Le 4 mai 1789, a lieu à Versailles la dernière grande cérémonie d’Ancien Régime : la procession des États Généraux. 1 200 députés, venus de toute la France, sont assemblés pour cette première journée. Vêtus de noir et couverts d’un manteau noir et or, les députés du tiers état sont les plus nombreux. Tous tiennent un cierge à la main, sauf les porteurs de bannières et les Fauconniers du Roi. Le roi est, lui, en habit et manteau de drap d’or, entouré des Grands officiers de la Couronne. Il porte sur son chapeau le Régent, le plus gros diamant d’alors. La reine porte une robe d’or et d’argent. Le roi est acclamé, pas elle. La procession, partie de Notre-Dame, traverse la place d’Armes et arrive à l’église Saint-Louis. Monseigneur de La Fare, évêque de Nancy, y prononce en chaire un célèbre discours fustigeant le luxe de la Cour. Pour la première fois, un évêque est applaudi dans une église.

ANECDOTE

Louis XVI ouvre la séance par un discours dans lequel il rappelle les circonstances qui l’ont conduit à cette convocation et ce qu’il attend des États Généraux. En roi pacifique, il se déclare « le premier ami de ses peuples ».

Le 5 mai, commence la séance solennelle d’ouverture.
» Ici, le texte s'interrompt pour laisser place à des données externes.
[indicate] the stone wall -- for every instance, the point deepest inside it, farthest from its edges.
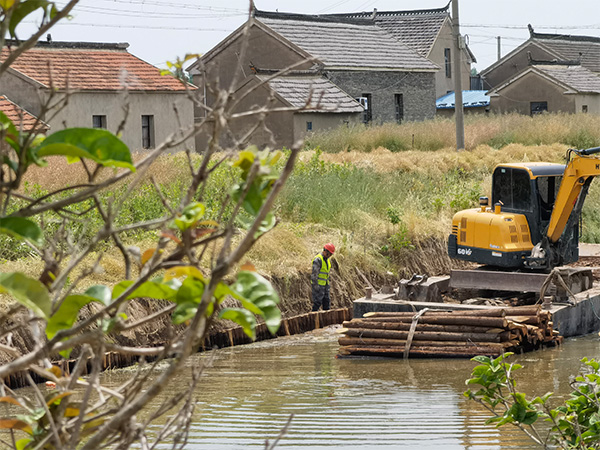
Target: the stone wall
(417, 89)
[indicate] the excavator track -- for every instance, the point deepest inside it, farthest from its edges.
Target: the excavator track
(574, 280)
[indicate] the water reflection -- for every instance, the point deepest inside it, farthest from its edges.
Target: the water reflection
(249, 393)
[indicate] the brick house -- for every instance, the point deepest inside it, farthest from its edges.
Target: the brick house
(99, 78)
(429, 33)
(578, 50)
(548, 87)
(359, 58)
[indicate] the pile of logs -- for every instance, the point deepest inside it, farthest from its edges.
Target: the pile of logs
(458, 334)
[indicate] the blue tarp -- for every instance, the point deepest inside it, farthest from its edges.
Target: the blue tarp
(471, 99)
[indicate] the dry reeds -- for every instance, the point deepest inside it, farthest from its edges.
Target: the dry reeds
(497, 131)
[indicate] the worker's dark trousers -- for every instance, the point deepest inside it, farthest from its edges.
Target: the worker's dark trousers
(321, 297)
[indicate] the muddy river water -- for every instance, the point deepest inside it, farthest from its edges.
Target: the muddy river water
(250, 391)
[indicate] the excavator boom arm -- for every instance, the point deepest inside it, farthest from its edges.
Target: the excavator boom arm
(578, 171)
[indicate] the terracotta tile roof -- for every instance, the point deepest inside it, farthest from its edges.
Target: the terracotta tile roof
(323, 94)
(345, 43)
(585, 49)
(21, 118)
(91, 67)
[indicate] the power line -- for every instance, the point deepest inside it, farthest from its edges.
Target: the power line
(152, 14)
(524, 27)
(149, 27)
(178, 5)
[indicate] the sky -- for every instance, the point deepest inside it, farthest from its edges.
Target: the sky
(160, 31)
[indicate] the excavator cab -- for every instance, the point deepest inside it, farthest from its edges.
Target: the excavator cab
(523, 197)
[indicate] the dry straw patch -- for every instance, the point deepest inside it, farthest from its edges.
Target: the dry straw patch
(482, 158)
(59, 173)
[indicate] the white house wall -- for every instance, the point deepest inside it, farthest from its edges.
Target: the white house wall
(322, 122)
(443, 84)
(592, 101)
(83, 105)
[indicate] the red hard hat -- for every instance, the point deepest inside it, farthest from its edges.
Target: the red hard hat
(329, 247)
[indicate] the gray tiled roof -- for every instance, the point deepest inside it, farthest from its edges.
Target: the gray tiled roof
(323, 94)
(577, 77)
(585, 49)
(416, 29)
(345, 44)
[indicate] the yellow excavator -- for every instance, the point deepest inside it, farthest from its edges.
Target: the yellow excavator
(535, 219)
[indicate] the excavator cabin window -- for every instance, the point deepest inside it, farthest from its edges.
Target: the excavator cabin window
(512, 187)
(547, 188)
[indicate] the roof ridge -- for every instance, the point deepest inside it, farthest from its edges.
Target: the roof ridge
(74, 45)
(307, 17)
(554, 62)
(564, 37)
(414, 12)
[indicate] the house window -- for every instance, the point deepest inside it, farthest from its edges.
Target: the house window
(448, 63)
(99, 122)
(147, 131)
(538, 107)
(365, 101)
(399, 104)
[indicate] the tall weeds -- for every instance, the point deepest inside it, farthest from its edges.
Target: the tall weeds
(496, 131)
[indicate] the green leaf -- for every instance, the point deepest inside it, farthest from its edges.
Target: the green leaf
(530, 418)
(190, 215)
(14, 166)
(22, 444)
(67, 313)
(245, 160)
(184, 312)
(29, 292)
(98, 145)
(15, 424)
(9, 127)
(191, 291)
(101, 293)
(481, 359)
(253, 288)
(23, 10)
(242, 317)
(151, 289)
(6, 4)
(22, 228)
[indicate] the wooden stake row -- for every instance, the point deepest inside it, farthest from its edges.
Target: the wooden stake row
(456, 334)
(215, 339)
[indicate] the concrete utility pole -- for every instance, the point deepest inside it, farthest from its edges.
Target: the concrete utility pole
(499, 47)
(458, 109)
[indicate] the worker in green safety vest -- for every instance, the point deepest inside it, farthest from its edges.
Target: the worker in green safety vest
(320, 278)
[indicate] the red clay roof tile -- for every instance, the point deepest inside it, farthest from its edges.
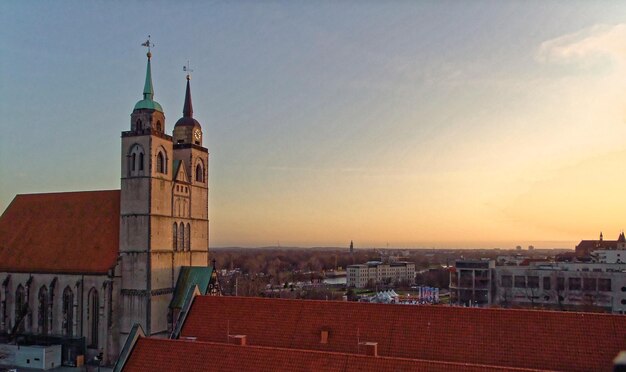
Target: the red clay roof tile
(151, 354)
(500, 337)
(71, 232)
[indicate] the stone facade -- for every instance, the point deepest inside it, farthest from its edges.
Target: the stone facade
(163, 225)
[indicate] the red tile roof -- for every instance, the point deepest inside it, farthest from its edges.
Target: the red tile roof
(71, 232)
(151, 354)
(498, 337)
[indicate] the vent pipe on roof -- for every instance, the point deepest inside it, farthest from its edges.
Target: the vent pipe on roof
(237, 340)
(619, 363)
(370, 348)
(324, 337)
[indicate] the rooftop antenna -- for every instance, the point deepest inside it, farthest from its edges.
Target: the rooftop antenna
(188, 70)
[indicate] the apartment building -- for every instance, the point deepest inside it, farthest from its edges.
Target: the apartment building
(377, 272)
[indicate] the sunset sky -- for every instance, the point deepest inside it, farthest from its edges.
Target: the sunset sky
(417, 124)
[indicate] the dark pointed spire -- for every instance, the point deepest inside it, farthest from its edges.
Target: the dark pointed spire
(188, 107)
(148, 90)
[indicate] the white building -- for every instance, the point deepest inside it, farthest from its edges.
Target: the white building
(79, 269)
(471, 282)
(373, 272)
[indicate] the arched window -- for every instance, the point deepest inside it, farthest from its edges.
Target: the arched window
(188, 234)
(160, 163)
(136, 160)
(42, 311)
(68, 312)
(93, 318)
(181, 238)
(175, 236)
(21, 307)
(199, 173)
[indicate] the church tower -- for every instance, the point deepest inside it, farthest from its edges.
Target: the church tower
(164, 210)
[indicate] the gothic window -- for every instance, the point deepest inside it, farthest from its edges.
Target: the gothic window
(21, 307)
(199, 173)
(160, 163)
(181, 238)
(136, 160)
(93, 318)
(68, 312)
(175, 236)
(188, 234)
(42, 311)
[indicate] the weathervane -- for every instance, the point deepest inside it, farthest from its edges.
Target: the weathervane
(148, 44)
(188, 70)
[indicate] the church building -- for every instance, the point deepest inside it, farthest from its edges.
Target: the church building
(81, 268)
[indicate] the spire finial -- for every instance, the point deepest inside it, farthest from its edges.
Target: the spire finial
(148, 44)
(188, 107)
(148, 90)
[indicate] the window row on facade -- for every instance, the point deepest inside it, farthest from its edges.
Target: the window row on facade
(18, 319)
(136, 163)
(558, 283)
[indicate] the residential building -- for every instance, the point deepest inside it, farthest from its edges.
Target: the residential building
(471, 282)
(81, 268)
(377, 272)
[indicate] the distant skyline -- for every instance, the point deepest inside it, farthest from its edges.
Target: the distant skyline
(420, 124)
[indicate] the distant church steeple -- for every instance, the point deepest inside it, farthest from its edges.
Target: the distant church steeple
(147, 114)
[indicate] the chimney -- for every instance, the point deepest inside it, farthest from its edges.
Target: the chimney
(371, 348)
(324, 337)
(238, 340)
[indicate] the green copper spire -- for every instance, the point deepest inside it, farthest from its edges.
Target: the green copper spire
(148, 91)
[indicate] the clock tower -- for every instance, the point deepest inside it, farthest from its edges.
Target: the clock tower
(164, 222)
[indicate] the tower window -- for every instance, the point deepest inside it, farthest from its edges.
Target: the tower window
(188, 233)
(42, 311)
(199, 173)
(68, 312)
(94, 318)
(136, 160)
(181, 232)
(21, 308)
(175, 236)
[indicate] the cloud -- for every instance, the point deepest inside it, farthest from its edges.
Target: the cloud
(588, 47)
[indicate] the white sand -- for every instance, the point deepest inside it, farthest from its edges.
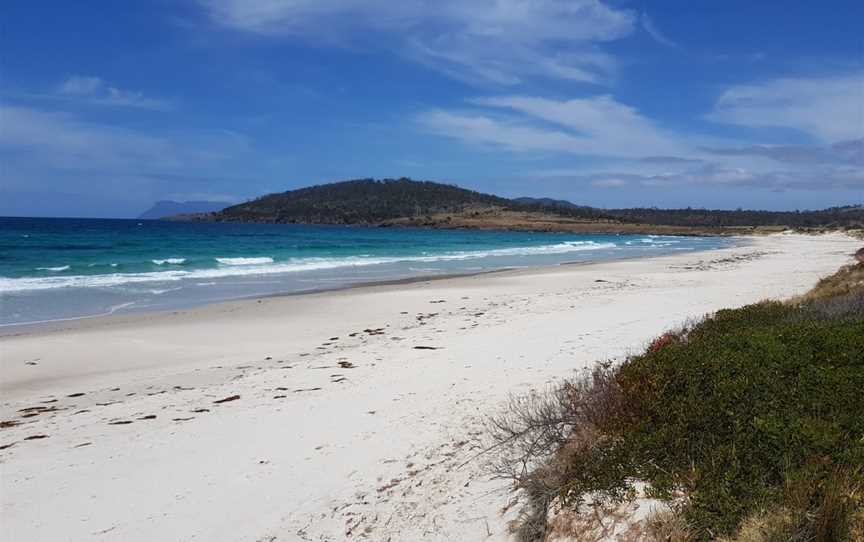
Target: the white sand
(376, 455)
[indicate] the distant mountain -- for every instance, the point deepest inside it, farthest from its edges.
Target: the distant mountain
(405, 202)
(548, 202)
(166, 208)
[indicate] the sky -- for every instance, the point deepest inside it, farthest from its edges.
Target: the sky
(106, 107)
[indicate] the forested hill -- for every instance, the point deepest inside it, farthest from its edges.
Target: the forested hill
(405, 202)
(370, 201)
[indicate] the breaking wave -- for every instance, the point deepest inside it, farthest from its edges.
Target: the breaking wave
(266, 265)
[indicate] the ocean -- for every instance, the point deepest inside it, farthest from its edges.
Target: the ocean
(59, 268)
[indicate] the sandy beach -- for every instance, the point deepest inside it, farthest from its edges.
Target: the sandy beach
(354, 414)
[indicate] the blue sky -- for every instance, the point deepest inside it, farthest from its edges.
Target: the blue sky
(106, 107)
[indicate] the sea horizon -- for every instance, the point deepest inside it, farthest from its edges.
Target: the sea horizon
(61, 268)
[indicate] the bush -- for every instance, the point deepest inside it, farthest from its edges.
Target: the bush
(754, 409)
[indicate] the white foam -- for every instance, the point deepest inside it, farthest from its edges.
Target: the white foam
(244, 261)
(266, 266)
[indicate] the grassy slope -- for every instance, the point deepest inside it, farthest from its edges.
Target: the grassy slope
(751, 421)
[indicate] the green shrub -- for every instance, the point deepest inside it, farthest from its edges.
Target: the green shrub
(750, 419)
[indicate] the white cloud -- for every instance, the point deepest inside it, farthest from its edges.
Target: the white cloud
(595, 126)
(604, 125)
(484, 130)
(830, 109)
(52, 139)
(81, 85)
(654, 31)
(501, 41)
(94, 90)
(609, 183)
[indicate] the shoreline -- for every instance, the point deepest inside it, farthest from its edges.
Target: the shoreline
(323, 416)
(26, 328)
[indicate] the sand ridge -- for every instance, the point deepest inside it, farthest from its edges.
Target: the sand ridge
(354, 414)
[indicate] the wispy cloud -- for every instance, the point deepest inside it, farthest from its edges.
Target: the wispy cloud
(654, 31)
(830, 109)
(498, 41)
(95, 91)
(602, 130)
(593, 126)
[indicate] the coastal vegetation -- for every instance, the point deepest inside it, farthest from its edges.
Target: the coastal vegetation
(406, 202)
(747, 425)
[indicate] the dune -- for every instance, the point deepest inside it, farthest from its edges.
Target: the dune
(338, 415)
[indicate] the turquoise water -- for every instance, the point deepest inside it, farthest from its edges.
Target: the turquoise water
(67, 268)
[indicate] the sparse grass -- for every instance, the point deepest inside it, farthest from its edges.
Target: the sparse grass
(750, 421)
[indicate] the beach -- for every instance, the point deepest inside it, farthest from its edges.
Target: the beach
(350, 414)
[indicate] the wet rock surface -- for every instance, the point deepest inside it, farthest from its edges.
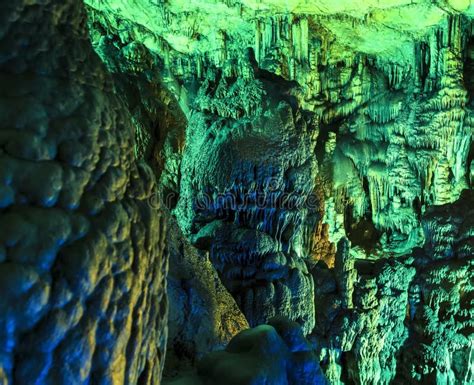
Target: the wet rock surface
(316, 157)
(82, 266)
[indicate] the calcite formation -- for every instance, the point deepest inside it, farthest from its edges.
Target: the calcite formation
(82, 260)
(314, 160)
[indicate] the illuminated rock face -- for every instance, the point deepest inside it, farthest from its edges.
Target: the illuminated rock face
(82, 263)
(317, 157)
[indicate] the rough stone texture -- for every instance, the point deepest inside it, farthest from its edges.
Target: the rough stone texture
(273, 354)
(82, 263)
(203, 316)
(308, 125)
(363, 108)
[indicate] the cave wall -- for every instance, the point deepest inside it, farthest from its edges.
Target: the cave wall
(317, 160)
(82, 261)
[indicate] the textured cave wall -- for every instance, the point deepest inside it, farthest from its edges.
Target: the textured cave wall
(362, 108)
(82, 262)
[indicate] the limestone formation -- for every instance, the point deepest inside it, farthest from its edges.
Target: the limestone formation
(313, 159)
(82, 263)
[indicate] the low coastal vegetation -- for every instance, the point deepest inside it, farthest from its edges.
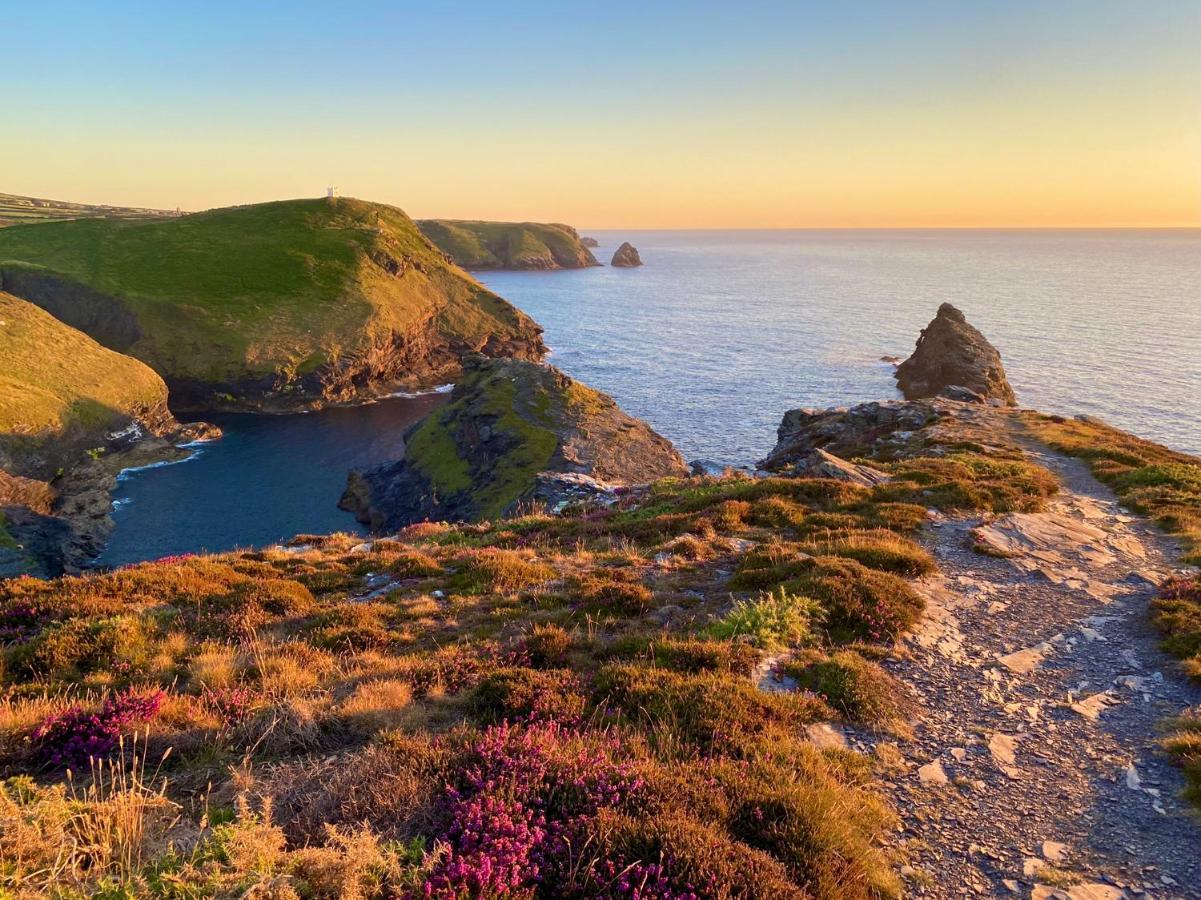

Convoqués depuis le 5 juillet 1788, les États Généraux n’ont pas été réunis depuis 1614. Une salle provisoire à colonnes a été érigée derrière les Menus-Plaisirs de l’avenue de Paris. Contrairement à la gravure célèbre, la salle est minuscule. Le roi, entouré de la reine et des princes du sang, trône au fond de la salle sous un dais majestueux. Les députés siègent autour, sur plusieurs rangs. Ceux du tiers état y donneront naissance le 17 juin, avec quelques-uns du clergé et de la noblesse, à la première Assemblée nationale.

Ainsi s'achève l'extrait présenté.